Tamping Down Those Mars Expectations-Grotzinger Quote a Misunderstanding-UPDATE
UPDATE: The Mars Curiosity Twitter feed tweeted a link to this charming, funny video of what the rover just might find on Mars!
Expectations of a major announcement about a discovery by NASA's Mars Curiosity rover have loomed large since National Public Radio (NPR) reported that Curiosity's top scientist said history was in the making. NASA is now trying to dampen those expectations, explaining that he was not referring to anything specific that already has been discovered, but only to the mission overall.
Veteran NPR science correspondent Joe Palca reported on November 20 that John Grotzinger, Curiosity's principal investigator, told him data from the Sample Analysis at Mars (SAM) instrument was "gonna be one for the history books." SAM is the instrument that analyzes samples scooped up from the surface by Curiosity's robotic arm. Curiosity landed on Mars on August 5 (Pacific Daylight Time, August 6, Eastern Daylight Time) and began a 2-year mission that many expect to be extended long beyond that.

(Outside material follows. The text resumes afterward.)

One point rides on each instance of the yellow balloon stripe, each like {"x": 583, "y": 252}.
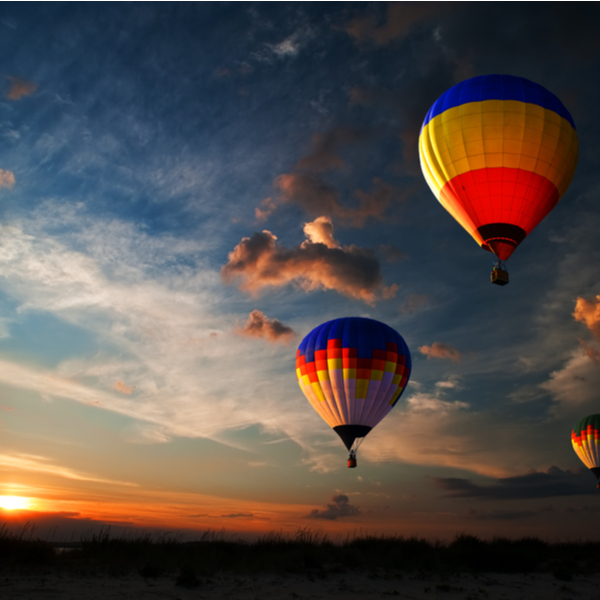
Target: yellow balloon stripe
{"x": 498, "y": 133}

And there's the rub. NASA is trying to explain that Grotzinger was referring to the totality of data that will come from Curiosity over its mission lifetime, not a specific discovery from the few samples SAM has analyzed so far.
The Twitterverse and media outlets jumped on the story, some demanding to know when NASA would announce the historic findings. Attention is focused on next week's annual fall meeting of the American Geophysical Union (AGU) in San Francisco, the venue for many scientific papers announcing the most recent geophysical discoveries on Earth and elsewhere in the solar system. A public lecture on Curiosity is scheduled for Sunday, and a press conference on Monday.
The holy grail of Mars exploration is finding any type of sign that life exists or existed on the Red Planet. The NPR story got many people buzzing that perhaps that is what Curiosity found as implausible as that might be (unlikely that it would be found so easily, impossible that it could be confirmed so quickly).
Palca's story goes this way: "Grotzinger says they recently put a soil sample in SAM, and the analysis shows something remarkable. 'This data is gonna be one for the history books. It's looking really good,' he says. Grotzinger can see the pained look on my face as I wait, hoping he'll tell me what the heck he's found, but he's not providing any more information." Palca goes on to explain the wisdom of taking a cautious approach to new discoveries, which need to be checked and rechecked to ensure accuracy.
That account left everyone hanging and waiting for the big announcement. Today, however, Amanda Wills at Mashable reported that it was all a misunderstanding and Grotzinger was only "trying to convey ... that Curiosity's data over her entire two-year mission will further our knowledge of Mars more than ever before, making it a historical mission."
NASA Administrator Charlie Bolden made a similar comment at today's meeting of the NASA Advisory Council at Marshall Space Flight Center. Bolden said Grotzinger was talking "in exuberance" about the overall mission. "Everyone's waiting for an earth shattering discovery," Bolden said, adding "not yet."